Chroniques

par laurent bergnach

récital Bojan Gorišek
œuvres de Crumb, Glass, Pärt et Satie

MIDEM / Palais des Festivals, Cannes
- 29 janvier 2008
le pianiste slovène Bojan Gorišek en récital à Cannes, au MIDEM Classique
© ziga koritnik

Ceinte par la mer Adriatique, l’Italie, l’Autriche, la Hongrie et la Croatie, la Slovénie est riche de ses forêts (plus de la moitié du territoire), de ses montagnes (le mont Triglav figure sur le drapeau officiel) et de sa stabilité économique. Elle peut aussi se montrer fière de ses atouts culturels : ainsi, le 8 février, jour de la Fêtede la Culture slovène (Slovenski kulturni praznik), coïncide avec le décès de France Prešeren (1800-1849) – poète romantique dont les mots servirent à créer l’hymne national au moment de l’indépendance de 1991, et dont le portrait circule via la pièce de deux euros –, tandis qu’en octobre la capitale accueille le festival de musique contemporaine organisé par l’Ensemble Slowind. Anciennement attachée à l’empire austro-hongrois, puis formant l’une des six républiques de l’ex-Yougoslavie, cette terre peuplée par quelques deux millions d’habitants a rejoint l’Union européenne en 2004 ; pour la première fois, depuis le 1er janvier dernier, elle en préside le Conseil. En phase avec cette actualité, le MIDEM lui propose de mettre en avant ses artistes, sur les grandes scènes [lire notre chronique de la veille] comme sur les plus modestes.

Diplômé de l’Académie de musique de Ljubljana, Bojan Gorišek poursuit des études à Cologne auprès d’Herbert Henck et devient le principal pianiste slovène à défendre l’art d’aujourd’hui – en particulier celui de ses compatriotes Milko Lazar, Aldo Kumar et Marij Kogoj (1892-1956), un ancien élève de Schönberg dont il livre aujourd’hui Bagatelle.
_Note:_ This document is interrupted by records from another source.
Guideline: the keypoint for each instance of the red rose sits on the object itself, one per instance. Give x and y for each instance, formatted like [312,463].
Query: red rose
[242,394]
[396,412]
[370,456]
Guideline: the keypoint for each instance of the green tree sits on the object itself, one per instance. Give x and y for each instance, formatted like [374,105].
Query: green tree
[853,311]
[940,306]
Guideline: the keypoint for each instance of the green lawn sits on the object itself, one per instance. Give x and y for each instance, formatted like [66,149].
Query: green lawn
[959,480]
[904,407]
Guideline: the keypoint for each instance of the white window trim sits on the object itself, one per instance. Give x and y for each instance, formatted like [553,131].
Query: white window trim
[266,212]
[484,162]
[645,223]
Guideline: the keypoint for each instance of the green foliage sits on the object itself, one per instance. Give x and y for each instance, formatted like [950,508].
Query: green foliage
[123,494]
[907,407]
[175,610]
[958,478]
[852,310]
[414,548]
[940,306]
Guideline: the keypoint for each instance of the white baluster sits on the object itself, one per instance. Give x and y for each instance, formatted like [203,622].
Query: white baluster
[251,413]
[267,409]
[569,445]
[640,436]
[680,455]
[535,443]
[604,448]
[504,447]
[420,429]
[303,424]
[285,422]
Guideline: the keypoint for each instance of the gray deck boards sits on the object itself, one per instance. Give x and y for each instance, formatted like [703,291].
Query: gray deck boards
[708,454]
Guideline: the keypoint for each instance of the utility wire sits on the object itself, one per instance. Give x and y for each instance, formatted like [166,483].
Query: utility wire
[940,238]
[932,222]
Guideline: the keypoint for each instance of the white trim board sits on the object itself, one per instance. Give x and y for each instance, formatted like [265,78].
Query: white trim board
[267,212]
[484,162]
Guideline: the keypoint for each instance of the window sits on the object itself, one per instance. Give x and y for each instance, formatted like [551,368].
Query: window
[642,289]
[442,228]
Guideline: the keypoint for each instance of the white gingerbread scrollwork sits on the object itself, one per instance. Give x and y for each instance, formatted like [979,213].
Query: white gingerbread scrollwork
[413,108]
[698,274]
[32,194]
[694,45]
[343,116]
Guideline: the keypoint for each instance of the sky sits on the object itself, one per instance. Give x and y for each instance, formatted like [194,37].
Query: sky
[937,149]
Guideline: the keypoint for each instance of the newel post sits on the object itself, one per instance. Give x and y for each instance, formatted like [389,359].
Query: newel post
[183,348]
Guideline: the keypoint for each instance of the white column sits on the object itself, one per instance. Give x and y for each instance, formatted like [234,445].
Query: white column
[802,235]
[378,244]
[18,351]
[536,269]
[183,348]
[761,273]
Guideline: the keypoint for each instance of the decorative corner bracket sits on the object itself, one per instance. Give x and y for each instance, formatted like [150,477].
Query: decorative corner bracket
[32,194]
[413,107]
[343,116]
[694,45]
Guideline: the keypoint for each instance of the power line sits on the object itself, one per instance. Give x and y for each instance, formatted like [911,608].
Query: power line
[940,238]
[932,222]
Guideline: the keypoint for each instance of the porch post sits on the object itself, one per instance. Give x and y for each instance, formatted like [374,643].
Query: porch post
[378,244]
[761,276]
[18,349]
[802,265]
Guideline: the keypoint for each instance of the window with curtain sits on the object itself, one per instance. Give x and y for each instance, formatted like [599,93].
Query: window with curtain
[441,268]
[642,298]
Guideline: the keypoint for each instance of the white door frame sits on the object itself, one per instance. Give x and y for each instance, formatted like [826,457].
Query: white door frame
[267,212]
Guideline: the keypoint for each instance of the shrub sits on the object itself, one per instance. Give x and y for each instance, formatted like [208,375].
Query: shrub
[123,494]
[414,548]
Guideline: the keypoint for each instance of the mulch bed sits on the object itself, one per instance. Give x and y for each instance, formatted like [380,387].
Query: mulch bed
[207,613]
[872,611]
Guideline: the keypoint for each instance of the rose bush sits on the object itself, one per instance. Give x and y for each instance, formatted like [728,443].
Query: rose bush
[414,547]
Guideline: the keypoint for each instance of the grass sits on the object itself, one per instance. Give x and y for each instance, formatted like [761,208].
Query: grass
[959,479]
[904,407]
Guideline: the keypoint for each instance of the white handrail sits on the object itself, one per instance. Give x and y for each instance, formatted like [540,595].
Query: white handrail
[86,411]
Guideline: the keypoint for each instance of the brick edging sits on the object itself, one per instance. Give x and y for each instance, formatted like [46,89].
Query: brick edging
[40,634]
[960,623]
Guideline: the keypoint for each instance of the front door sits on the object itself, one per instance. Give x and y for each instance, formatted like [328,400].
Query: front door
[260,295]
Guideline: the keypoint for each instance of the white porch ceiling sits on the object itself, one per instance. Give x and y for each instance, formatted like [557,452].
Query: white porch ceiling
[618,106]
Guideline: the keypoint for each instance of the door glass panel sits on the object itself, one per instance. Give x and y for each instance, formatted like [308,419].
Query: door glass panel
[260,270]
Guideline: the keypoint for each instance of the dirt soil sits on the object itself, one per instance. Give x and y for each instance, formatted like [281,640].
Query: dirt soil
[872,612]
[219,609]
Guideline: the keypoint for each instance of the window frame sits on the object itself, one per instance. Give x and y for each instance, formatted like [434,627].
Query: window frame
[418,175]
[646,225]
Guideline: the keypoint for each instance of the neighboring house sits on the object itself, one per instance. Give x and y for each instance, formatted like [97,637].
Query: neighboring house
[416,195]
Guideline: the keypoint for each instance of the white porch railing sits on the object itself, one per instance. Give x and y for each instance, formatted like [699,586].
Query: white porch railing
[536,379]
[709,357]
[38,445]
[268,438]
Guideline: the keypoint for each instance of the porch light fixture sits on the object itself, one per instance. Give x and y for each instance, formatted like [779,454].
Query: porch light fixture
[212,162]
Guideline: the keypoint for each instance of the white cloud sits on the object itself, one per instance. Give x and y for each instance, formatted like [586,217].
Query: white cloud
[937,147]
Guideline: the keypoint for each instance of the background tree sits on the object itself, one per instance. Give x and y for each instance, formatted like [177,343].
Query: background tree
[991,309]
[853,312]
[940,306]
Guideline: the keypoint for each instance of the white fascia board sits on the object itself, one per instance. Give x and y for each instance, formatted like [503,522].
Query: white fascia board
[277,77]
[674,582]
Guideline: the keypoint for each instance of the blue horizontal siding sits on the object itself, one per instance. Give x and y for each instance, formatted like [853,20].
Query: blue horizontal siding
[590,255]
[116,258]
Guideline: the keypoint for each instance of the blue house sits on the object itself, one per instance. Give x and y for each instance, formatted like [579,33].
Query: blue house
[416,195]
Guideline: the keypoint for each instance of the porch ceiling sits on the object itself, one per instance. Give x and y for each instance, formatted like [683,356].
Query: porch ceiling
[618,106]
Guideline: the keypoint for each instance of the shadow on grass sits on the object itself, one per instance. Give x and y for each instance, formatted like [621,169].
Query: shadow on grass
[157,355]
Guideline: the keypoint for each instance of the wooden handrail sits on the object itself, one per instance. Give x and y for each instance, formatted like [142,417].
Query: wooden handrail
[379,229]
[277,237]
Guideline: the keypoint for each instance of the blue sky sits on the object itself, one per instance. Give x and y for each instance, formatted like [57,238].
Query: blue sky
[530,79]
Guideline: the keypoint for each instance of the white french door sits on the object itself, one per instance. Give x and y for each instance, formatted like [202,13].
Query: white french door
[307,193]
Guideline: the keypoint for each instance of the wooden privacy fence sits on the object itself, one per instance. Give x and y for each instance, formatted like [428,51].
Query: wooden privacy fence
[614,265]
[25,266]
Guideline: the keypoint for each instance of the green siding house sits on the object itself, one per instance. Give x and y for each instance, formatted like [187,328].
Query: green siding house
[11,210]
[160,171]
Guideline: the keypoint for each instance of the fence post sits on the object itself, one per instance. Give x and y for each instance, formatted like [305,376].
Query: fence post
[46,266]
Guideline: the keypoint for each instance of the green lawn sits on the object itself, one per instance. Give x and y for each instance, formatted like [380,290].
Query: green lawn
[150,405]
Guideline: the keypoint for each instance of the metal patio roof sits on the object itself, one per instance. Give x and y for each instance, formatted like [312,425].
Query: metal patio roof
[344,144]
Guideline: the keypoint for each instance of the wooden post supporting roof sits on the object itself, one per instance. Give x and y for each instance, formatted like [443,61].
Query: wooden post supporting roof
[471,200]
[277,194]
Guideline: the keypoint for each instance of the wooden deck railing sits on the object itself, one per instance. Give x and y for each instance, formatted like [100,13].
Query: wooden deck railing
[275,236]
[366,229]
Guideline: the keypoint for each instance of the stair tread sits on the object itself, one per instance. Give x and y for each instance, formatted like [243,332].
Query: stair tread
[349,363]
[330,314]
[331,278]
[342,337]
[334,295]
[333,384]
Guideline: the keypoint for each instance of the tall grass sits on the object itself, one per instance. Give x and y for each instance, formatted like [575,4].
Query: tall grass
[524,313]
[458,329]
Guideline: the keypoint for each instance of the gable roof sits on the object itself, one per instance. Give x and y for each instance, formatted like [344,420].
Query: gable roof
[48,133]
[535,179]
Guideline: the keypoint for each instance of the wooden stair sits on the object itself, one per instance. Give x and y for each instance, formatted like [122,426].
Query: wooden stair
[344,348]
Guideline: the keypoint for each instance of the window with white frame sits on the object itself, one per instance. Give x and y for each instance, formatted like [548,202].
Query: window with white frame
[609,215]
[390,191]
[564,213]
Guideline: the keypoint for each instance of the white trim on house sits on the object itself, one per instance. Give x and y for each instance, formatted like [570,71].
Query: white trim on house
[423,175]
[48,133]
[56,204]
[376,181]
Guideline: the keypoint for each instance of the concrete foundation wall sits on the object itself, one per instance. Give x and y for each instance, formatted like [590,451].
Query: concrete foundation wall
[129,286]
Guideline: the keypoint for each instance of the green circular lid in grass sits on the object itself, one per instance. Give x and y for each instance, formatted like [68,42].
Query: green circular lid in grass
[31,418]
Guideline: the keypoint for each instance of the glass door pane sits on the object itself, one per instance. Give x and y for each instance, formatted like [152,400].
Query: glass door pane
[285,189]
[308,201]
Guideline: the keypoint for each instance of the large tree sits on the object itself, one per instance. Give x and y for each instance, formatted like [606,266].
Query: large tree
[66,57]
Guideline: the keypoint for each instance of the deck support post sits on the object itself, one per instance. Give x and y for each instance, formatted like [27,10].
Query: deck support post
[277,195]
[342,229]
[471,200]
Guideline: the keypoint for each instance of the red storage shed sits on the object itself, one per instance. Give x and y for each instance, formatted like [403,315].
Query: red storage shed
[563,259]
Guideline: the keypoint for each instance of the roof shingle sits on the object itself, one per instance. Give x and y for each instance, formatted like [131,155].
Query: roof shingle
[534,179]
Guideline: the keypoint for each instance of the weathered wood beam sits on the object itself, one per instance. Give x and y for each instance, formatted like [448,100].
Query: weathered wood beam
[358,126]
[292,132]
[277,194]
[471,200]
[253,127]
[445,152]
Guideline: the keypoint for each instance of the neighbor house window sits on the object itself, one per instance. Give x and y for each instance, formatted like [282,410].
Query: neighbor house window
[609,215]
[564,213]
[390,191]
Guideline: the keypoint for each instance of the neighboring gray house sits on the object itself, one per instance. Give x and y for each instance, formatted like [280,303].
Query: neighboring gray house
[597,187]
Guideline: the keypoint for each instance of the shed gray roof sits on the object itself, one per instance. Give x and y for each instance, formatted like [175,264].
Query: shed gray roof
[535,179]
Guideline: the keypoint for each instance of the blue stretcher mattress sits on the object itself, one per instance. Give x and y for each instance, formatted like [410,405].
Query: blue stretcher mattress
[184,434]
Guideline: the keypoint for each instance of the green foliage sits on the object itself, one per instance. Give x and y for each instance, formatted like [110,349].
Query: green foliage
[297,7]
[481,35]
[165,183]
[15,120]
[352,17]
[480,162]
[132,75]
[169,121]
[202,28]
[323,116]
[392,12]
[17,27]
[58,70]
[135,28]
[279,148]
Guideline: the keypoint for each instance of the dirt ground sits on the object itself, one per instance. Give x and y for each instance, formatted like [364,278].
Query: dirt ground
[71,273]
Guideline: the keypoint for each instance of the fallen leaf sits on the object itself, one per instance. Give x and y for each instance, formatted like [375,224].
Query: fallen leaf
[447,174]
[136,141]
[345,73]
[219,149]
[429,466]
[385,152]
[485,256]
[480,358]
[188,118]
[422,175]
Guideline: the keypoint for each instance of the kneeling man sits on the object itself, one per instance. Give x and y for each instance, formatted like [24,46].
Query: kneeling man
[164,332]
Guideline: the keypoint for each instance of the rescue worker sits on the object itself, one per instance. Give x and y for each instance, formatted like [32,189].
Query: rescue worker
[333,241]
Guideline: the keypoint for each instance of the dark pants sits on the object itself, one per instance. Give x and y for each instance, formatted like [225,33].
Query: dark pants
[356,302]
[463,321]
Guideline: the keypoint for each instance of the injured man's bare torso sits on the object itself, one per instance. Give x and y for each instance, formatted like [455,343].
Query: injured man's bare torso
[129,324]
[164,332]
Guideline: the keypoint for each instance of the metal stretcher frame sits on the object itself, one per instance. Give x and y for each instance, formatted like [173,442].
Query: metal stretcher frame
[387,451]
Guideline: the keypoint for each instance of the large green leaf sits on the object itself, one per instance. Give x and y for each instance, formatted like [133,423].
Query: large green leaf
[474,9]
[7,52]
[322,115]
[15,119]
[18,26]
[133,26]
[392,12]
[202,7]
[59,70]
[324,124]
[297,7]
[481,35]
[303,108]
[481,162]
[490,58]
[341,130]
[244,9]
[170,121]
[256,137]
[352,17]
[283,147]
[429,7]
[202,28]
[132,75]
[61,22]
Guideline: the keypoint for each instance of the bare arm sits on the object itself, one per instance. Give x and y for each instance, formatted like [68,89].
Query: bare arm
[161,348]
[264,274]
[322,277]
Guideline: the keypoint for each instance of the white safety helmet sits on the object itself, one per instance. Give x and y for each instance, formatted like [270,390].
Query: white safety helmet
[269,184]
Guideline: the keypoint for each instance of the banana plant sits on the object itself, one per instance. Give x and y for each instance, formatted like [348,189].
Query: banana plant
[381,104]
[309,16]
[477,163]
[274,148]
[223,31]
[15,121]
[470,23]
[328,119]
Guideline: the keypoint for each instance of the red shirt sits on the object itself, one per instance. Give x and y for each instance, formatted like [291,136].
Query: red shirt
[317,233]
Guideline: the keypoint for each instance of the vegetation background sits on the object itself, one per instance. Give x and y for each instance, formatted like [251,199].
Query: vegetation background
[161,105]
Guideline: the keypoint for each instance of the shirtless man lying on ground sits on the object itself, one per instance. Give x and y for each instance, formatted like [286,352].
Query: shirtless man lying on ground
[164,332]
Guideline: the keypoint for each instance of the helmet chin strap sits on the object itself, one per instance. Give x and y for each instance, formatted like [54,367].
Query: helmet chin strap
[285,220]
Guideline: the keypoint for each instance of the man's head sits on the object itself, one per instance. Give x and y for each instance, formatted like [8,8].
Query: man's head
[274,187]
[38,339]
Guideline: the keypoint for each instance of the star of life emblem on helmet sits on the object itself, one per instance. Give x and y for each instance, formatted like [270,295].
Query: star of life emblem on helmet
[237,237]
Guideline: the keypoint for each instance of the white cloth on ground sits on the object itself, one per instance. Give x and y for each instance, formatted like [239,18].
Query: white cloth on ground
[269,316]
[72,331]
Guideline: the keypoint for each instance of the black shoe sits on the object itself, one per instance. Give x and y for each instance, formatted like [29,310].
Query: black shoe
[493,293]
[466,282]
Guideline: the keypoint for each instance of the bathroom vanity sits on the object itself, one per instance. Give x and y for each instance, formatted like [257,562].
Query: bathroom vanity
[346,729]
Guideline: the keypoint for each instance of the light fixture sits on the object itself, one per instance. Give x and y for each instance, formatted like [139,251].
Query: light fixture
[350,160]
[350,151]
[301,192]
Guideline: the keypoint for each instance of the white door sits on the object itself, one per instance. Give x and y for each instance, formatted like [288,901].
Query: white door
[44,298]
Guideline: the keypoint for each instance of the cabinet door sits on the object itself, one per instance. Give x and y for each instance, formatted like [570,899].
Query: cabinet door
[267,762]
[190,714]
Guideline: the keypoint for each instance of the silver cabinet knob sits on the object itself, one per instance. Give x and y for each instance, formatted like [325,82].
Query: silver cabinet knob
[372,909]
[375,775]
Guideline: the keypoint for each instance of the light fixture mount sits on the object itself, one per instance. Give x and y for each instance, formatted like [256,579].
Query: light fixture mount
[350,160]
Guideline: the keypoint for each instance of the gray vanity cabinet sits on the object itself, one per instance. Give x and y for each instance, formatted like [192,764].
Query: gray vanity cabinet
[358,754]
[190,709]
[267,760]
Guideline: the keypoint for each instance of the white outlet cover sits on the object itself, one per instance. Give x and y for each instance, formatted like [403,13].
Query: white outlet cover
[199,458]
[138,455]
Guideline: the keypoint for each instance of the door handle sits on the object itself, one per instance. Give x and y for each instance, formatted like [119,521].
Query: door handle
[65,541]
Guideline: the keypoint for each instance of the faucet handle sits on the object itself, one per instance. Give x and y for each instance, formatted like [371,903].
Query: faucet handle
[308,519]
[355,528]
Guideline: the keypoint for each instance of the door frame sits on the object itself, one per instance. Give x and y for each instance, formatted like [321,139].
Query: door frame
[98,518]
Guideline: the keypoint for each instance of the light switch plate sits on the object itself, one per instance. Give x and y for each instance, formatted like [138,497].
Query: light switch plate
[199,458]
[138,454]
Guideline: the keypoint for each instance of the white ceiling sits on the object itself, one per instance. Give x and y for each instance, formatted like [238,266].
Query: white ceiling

Connu pour son intérêt pour la musique minimaliste, l’interprète (né en 1962) débute ce récital avec une pièce d’Arvo Pärt. Dans les années soixante-dix, ses compositions sérielles comme celles utilisant le collage ou d’inspiration religieuses vaudront à l’Estonien (né en 1935) d’importantes inimitiés. Après de sérieuses remises en question, Für Alina (1976) marque une rupture avec ses premières œuvres et l’apparition du style tintinnabulum qu’explique le créateur : « Je travaille avec très peu d’éléments – une ou deux voix seulement. Je construis à partir d’un matériau primitif – avec l’accord parfait, avec une tonalité spécifique. Les trois notes d’un accord parfait sont comme des cloches ». La modulation est donc ignorée.

Autre fait marquant de sa carrière : Gorišek a enregistré une intégrale des pièces et mélodies pour piano d’Erik Satie (dix CDs parus en 1995 chez Audiophile Classics). Avec Gnossienne I, IV et V, le pianiste prouve qu’il sait nuancer, en plus d’installer un climat. Au fil des portées, le tempo très lent permet de faire entendre des notes lisztiennes, des réminiscences de Bach, des échos de cymbalum ou des atmosphères bluesy. De même, sa régularité de frappe sert-elle idéalement Metamorphosis I, III et IV (1988) de Philipp Glass, ainsi qu’Orphée’s Bedroom – deuxième mouvement de The Orphée Suite for piano (2003), suivant de dix ans l’opéra de chambre inspiré par le film de Cocteau –, Wichita Vortex Sutra (1988) qui emprunte son nom à un poème d’Allan Ginsberg (1966), et un extrait de Glassworks, donné en guise de bis. Enfin, des quatre disques consacrés à George Crumb, le musicien offre Twin Suns en soignant le contraste, Tora ! Tora ! Tora ! avec une grande agilité, et Dream Images très délicatement.